So what I got is 256 MB of RAM, and 10 GB space – that’s plenty for just one site I guess. This goes together with a private IP address and all the freedom I need.

After a few minutes, I received the verification e-mail containing my root user name and password, and I was set to go. As at this point I really didn’t have a clue, I contacted support – which are around 24/7 through live chat and phone. Curtis, the Rackspace representative, helped me get started by pointing out some Linux set-up guides and telling me the basics of working with the Terminal on my Mac. Before you knew it I was logged in at my own instance – it felt like a victory!

All of this together brings me to this very moment. I am about to continue setting up my Cloud Server.
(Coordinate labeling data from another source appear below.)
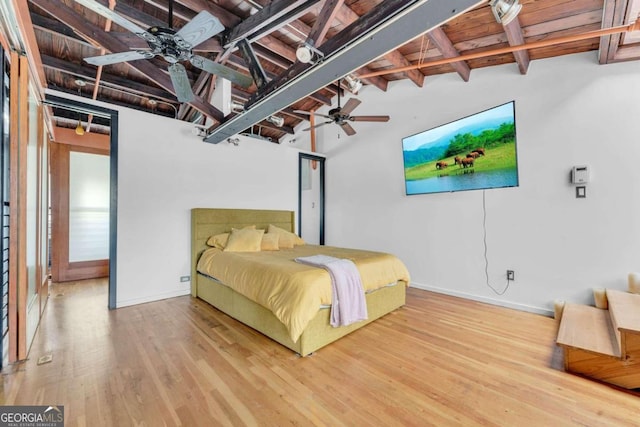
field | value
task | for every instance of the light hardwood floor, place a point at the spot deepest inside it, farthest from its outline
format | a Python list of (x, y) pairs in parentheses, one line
[(437, 361)]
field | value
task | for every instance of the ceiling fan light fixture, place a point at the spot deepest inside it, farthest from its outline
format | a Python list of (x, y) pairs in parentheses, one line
[(308, 54), (276, 120), (505, 11), (354, 83), (304, 54), (79, 128)]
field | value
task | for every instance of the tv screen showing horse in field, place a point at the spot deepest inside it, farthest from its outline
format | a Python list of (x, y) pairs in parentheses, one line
[(471, 153)]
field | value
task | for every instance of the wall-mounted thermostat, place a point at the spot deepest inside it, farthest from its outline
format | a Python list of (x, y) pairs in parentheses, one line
[(580, 174)]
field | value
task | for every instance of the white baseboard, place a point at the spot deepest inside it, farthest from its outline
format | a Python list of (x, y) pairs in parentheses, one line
[(151, 298), (516, 306)]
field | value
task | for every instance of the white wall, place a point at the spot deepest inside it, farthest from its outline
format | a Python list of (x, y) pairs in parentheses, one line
[(163, 172), (569, 111)]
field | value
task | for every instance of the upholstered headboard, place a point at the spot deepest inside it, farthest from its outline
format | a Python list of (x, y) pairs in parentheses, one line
[(207, 222)]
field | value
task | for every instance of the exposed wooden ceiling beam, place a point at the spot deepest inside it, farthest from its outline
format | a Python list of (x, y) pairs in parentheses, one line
[(227, 18), (446, 48), (268, 19), (347, 17), (323, 22), (301, 31), (513, 30), (635, 26), (108, 80), (385, 27), (102, 39), (31, 45)]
I am going to take you live through the next steps, bear with me…

Cloud Server Step by Step Guide

Step 1 – First you will have to log-in, hence you’ll have to use the following command in my Mac Terminal:

ssh root@123.45.67.890

Obviously, I rather keep my IP address to myself. When you log-in from a certain location for the first time, you will get a warning, which you can simply ignore by typing ‘yes’. An RSA Key Fingerprint will be added to your local computer so that your computer becomes authenticated.

Step 2 – The first thing you want to do when you’re logged-in is changing your default root password.

passwd root (You will then be prompted for the password of your choice.)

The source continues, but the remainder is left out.